Kiwanuka railed against NFL contracts in general and the situation he found himself in specifically when he saw his pay for 2014 slashed from $4.375 million to $1.5 million. Kiwanuka said he went along with the Giants’ request to take a pay cut in large part because his wife had a baby in April and he didn’t want to uproot his family this offseason, but he doesn’t appreciate the fact that NFL teams can cut a player at any time.
“It’s something that is bargained collectively and for me, as an individual, you only have one action or recourse and that is to withhold your services and hold out,” Kiwanuka told Conor Orr of the Star-Ledger. “There is no market for you to shop your skills around. That is the part that is very unfair to players. We’ve come a long way, I can’t imagine playing in the league without free agency, there has been progress. It is more fair than it has been in the past but that doesn’t mean it’s fair or equal now.”
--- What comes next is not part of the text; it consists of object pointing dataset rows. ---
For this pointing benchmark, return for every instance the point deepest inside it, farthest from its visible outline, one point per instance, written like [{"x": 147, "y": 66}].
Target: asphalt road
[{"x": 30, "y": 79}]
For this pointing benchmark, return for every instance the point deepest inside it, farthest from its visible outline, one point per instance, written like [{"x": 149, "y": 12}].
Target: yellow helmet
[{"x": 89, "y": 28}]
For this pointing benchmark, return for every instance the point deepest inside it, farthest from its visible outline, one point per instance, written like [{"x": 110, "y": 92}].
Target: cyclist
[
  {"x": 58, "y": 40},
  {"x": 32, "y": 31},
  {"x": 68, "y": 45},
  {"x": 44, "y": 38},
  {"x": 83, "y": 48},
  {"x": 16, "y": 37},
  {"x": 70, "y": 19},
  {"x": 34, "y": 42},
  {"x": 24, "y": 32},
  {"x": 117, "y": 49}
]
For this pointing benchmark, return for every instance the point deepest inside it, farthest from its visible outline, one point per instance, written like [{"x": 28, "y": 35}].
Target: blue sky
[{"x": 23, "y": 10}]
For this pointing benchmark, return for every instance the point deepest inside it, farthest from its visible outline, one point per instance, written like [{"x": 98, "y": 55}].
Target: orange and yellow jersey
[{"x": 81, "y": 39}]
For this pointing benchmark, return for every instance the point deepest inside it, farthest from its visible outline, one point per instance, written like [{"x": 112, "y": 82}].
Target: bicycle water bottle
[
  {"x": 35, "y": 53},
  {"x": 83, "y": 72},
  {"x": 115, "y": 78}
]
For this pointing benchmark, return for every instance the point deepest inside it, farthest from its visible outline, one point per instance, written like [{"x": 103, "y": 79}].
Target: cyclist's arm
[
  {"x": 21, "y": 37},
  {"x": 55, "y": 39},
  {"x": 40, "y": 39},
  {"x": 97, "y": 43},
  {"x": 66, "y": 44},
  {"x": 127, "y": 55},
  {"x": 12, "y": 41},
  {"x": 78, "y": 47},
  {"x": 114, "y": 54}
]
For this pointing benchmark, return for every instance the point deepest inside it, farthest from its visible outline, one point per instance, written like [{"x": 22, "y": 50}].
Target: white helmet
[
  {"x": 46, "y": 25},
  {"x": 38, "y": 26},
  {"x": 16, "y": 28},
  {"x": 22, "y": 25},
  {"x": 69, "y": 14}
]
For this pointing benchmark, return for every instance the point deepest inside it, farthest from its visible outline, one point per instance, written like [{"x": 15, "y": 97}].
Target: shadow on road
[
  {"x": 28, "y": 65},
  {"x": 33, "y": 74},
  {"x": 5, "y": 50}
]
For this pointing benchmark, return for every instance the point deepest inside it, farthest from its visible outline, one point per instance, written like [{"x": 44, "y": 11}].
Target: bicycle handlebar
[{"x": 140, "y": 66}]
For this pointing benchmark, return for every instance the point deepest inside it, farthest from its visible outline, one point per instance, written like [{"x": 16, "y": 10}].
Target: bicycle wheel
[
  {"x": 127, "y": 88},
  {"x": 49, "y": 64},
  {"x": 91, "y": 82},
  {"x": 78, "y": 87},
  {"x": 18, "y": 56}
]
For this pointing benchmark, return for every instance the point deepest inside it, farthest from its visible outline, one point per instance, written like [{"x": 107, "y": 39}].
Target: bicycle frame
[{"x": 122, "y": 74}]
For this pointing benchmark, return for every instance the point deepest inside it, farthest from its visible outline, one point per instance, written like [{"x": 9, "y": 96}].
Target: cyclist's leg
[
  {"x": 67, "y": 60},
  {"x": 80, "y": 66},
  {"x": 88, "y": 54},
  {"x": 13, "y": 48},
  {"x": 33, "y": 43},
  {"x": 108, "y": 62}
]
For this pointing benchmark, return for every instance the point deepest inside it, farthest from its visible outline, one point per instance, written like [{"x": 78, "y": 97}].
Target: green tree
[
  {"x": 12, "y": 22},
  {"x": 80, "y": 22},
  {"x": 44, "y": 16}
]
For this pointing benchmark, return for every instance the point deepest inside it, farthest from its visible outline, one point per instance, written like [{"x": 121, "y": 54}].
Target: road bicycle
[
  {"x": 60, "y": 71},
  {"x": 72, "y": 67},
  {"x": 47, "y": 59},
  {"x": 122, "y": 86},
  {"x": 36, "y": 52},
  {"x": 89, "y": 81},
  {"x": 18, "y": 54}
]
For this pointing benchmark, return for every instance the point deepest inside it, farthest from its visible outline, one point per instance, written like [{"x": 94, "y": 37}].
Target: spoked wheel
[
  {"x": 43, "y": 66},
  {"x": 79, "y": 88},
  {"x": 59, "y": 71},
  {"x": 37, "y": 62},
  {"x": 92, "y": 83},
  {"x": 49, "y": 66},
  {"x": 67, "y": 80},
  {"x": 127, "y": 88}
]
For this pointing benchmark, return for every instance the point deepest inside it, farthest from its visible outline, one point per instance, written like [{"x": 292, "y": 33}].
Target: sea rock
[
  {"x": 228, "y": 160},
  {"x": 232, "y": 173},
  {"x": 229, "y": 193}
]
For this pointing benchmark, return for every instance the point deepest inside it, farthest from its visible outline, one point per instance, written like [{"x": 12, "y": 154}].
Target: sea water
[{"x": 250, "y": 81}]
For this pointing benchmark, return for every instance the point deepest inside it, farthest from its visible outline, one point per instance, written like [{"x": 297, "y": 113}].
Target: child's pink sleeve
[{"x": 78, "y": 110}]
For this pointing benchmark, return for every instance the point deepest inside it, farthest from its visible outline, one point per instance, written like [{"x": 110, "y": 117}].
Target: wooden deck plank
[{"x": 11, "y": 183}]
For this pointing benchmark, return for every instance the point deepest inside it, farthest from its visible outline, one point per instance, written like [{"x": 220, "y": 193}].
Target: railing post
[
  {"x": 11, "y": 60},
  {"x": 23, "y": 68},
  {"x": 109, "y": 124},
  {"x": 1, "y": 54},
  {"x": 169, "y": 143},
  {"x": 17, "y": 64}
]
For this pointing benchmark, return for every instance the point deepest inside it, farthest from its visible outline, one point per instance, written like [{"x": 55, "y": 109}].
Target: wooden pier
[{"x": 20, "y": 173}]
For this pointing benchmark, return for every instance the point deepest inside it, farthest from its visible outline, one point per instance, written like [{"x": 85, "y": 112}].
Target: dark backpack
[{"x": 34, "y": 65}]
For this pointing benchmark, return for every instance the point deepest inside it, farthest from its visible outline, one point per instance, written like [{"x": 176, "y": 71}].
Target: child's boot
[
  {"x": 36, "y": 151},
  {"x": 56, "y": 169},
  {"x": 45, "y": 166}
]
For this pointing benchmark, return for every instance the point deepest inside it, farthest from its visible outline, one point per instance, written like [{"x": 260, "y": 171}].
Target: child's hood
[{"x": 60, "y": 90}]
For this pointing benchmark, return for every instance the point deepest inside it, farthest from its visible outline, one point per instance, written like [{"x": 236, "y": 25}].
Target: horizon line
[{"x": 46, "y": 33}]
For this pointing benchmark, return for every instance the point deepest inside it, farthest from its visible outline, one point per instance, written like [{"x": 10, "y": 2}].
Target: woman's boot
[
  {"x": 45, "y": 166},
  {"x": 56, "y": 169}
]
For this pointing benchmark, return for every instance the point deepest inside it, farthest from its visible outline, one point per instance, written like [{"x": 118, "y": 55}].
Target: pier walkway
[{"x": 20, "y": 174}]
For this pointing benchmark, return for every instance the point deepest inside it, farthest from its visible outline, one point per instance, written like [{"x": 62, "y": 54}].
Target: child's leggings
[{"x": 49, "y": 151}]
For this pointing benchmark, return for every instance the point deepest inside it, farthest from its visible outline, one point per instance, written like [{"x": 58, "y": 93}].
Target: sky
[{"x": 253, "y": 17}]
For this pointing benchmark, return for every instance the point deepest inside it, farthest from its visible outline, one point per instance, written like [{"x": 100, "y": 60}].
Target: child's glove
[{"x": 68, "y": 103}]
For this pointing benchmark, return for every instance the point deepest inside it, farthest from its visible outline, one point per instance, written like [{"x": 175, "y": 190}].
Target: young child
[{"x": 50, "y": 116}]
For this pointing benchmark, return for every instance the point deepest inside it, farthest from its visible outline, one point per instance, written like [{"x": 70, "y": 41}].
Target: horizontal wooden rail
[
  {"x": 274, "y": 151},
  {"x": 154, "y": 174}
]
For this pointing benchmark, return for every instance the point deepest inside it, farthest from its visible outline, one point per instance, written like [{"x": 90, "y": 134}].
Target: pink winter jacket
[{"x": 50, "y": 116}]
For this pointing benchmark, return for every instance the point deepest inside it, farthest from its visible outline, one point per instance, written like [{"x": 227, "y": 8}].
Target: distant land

Kiwanuka believes NFL contracts should be structured more like Major League Baseball contracts, so that the whole deal is guaranteed.
“If we are going to be playing on these contracts, make them contracts,” Kiwanuka said. “Either that or everyone sign a one-year deal every year and we’ll do it that way. It’s not fair to be locked in somewhere and have that place say that we’ve decided not to honor the rest of the deal. I don’t think it is a contract by definition if one side can opt out of it at any point and the other has no recourse.”
Although he described himself as “very angry and very upset” when he first found out the Giants were going to force him to take a pay cut or get cut, he also described himself as a “team player” who will do everything the Giants ask of him. He just wishes NFL teams weren’t so often asking players to take less money.